Nicolas Sarkozy, qui se prétend pragmatique, est, en réalité, arc-bouté sur la défense de mesures qui relèvent d'un dogmatisme idéologique avéré : bouclier fiscal pour protéger les plus riches, défiscalisation des heures supplémentaires qui détériorent un peu plus l'emploi, suppression des droits de succession pour les plus aisés.


Il est temps pour lui d'entendre la colère des salariés qui monte du plus profond de notre pays, attisée par toutes ces dispositions qui creusent un peu plus les inégalités et exacerbent le sentiment d'injustice. La situation économique de 2009 n'est pas celle de 2007. Le pragmatisme revendiqué par Nicolas Sarkozy exigerait de renoncer à ces dispositifs ou, a minima, de les reconsidérer devant la situation d'urgence créée par la crise.


Face au dogmatisme du président de la République, quelle est la position des socialistes ? Force est de reconnaître que notre offre économique relève plus du classicisme que d'un pragmatisme novateur : le contre-plan de relance en est le symbole.

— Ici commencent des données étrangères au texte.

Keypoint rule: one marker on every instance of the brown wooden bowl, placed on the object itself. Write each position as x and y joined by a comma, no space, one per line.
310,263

En 2007, la France était dans une séquence de forte croissance de l'emploi salarié ; pourtant nous avons voulu continuer à appliquer les mêmes recettes qu'en 1997. Mais, en dix ans, notre pays avait changé et nos propositions ne correspondaient plus aux exigences de la situation, donc aux attentes des Français.


UN NOUVEAU CONTRAT SOCIAL


Il est donc temps d'abandonner les postures dogmatiques, de faire preuve à l'échelon national du même pragmatisme que dans nos collectivités locales. C'est de cette façon seulement que nous pourrons d'abord nous opposer légitimement et efficacement à la politique de Nicolas Sarkozy. Et c'est de cette façon aussi que nous pourrons proposer aux Français un projet alternatif crédible.


Tout un pan de notre industrie est menacé de disparition. Les raisons en sont multiples : insuffisance de recherche et de développement, vieillissement de l'appareil productif, changement de comportement des consommateurs, volonté de certains groupes d'actionnaires de profiter de la crise pour supprimer des milliers d'emplois. En même temps, émerge un nouveau champ industriel avec le développement de la croissance verte : éoliennes, solaire, voitures propres, nouveaux matériaux, etc. Nous devons donc d'abord imaginer des mesures qui concilient sortie de crise et nouveau modèle de développement durable.


Nous devons ensuite inventer un nouveau contrat social réconciliant le salarié et l'outil de production, et donnant à chacun la possibilité de construire sa vie dans la sécurité professionnelle. A chaque jeune qui entrera dans la vie active la société doit garantir un contrat de travail sur toute la durée de sa vie, et à chaque individu déjà salarié, elle doit apporter une sécurité par des contrats de transition professionnelle de plusieurs années si nécessaire, assortis de formations performantes et efficaces.


Ce n'est qu'en sécurisant les individus sur leur avenir que nous rétablirons la confiance et que nous jetterons les bases d'une nouvelle société où chacun, assuré de pouvoir vivre dignement de son travail tout au long de sa vie, pourra être un citoyen à part entière.


Utopie, dirons certains ! Êtes-vous fiers du modèle social que vous voulez protéger, pourrais-je répondre. »


François Rebsamen est maire (PS) de Dijon, sénateur de la Côte-d'Or.